Paylaş
Manisa, Antalya, Çorum, Yalova, Kocaeli, Adana... Liste uzun...
Bianet’ten Çiçek Tahaoğlu’nun derlemesinde yalnızca nisan ayı içinde 131 kız öğrenci tacize uğradığını açıkladı.
Tacizle suçlananların kimlik kartlarında öğretmen, müdür, müdür yardımcısı, servis şoförü, kantin işletmecisi yazıyordu.
Tacizle suçlananların yüzde 44’ünün tutuklandığını, yüzde 15’inin açığa alındığını öğreniyoruz yine Tahaoğlu’nun dosyası sayesinde. Gerisi ya görevine devam ediyor ya da başka okula atandı, konu kapandı...
Karaman’da yaşananlarla yüzleşmek ve sistemi silkelemek yerine yeni cephe açmayı, kutuplaşmayı, günlük siyasete malzeme etmeyi tercih ettik.
Vicdanı aldırılmış demeçler yığını altında kaldı bu önemli konu; her biri diğerinden daha fazla kanıksanarak okunan haberler gittikçe küçüldü...
Kafalar kuma gömüldü, çocukların sesi duyulmaz hale geldi.
Dün sevgili Gülse Birsel tatlı üslubuyla “okuldan ablası” olduğu taze Aile ve Sosyal Politikalar Bakanı Fatma Betül Sayan Kaya’ya sesleniyordu köşesinde.
Samimi çağrısı haklı tespitler içeriyordu, umarım dikkate alınır.
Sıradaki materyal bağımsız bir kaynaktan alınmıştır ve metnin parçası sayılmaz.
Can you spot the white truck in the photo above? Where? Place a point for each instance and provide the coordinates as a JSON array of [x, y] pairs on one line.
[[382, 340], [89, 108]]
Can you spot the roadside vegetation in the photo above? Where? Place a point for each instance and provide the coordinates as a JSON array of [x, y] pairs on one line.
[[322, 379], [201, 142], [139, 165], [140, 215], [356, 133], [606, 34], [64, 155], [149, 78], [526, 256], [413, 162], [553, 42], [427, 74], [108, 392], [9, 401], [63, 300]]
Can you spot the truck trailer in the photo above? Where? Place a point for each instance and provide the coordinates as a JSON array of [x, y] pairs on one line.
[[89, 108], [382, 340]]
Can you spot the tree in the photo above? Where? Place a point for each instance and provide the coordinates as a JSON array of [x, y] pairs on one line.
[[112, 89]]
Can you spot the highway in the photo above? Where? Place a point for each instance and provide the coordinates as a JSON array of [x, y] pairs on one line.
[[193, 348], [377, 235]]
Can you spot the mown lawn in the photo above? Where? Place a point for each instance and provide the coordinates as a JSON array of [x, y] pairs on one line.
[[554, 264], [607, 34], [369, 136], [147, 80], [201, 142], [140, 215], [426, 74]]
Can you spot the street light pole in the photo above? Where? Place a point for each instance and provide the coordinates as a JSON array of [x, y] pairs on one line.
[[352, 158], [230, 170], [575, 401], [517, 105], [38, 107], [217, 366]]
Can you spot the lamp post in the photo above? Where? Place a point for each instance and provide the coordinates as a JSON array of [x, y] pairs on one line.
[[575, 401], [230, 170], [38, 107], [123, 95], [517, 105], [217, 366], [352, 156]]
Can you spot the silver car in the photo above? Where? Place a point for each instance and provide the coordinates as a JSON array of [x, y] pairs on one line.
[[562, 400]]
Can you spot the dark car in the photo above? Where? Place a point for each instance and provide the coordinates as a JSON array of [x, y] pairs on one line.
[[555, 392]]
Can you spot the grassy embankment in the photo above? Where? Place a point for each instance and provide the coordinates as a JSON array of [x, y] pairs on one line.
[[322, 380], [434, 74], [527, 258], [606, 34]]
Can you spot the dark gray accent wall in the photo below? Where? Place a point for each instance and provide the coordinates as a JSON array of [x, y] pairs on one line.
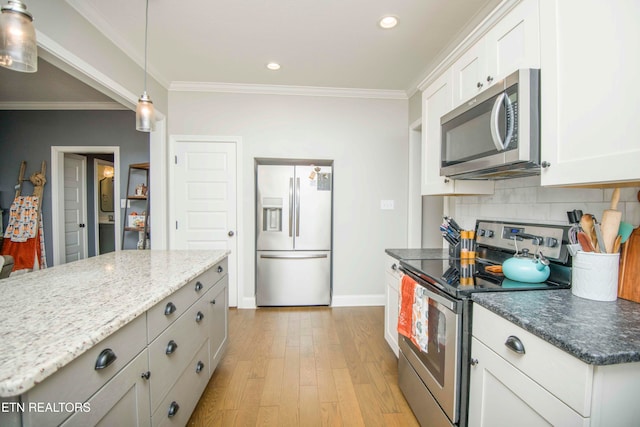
[[29, 135]]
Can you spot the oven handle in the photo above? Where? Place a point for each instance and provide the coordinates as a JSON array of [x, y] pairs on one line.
[[446, 302]]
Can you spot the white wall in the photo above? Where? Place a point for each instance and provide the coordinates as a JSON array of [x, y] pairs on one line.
[[367, 139], [524, 200]]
Ben de şansımı denemek istiyorum yeri gelmişken...
Burcu Karakaş’ın www.diken.com.tr’de yayınlanan ve Erciş’teki Yatılı İlköğretim Bölge Okulu’nda (YİBO) yaşananları konu alan yazı dizisinden alıntı yapacağım.
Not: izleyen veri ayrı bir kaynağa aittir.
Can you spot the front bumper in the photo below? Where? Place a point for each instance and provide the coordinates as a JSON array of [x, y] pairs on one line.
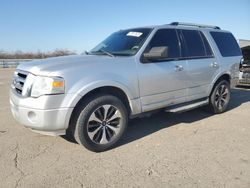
[[53, 121]]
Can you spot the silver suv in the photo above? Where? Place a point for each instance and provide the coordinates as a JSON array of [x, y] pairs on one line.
[[174, 67]]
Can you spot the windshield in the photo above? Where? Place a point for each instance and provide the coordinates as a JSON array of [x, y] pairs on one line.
[[124, 42]]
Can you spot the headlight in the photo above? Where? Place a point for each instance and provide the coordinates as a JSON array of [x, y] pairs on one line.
[[46, 86]]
Sistematik fiziksel ve duygusal taciz, aşağılama ve bütün bu olana bitene yetkililerin kafa çevirmesi...
Çocukların anlattıklarının “bir cümlesinin doğru olması halinde” darmadağın edilmesi, baştan kurulması gereken bu sistemi görün, tanıyın isterim...
Kendisine emanet edilen çocuklara bu zulmü reva gören, rezillikler karşısında uzaklara bakarak ıslık çalan bu zihniyet yerle yeksan olsun isterim.
“Öğretmen”in “örüklerini” kestiği kıza “geri zekâlı” demesini, çocukların mıntıka temizliğine çıkarılmasını, gece tuvaletler kilitli olduğu için çöp kovalarına, yatakhanelere, koridorlara çiş yapmak zorunda bırakılmalarını, sistematik cinsel tacizi, kaba dayağı anlatmayacağım...
Sayın Sayan Kaya’ya tamamını okumasını tavsiye ederim, o ayrı.
Sadece haberde adı saklanarak korunan çocuğun şu sözlerine kulak verin:
“Orada okurken kendinden umudu kesiyor, ‘Benden bir şey olmayacak’ diye düşünüyorsun. Hiçbir hayalin, beklentin olmuyor. İki büklüm yürüyorum ben mesela. Babamın bir gün yolda durdurup ‘Neden böyle yürüyorsun?’ dediğini biliyorum. Dik yürüyemiyorum...”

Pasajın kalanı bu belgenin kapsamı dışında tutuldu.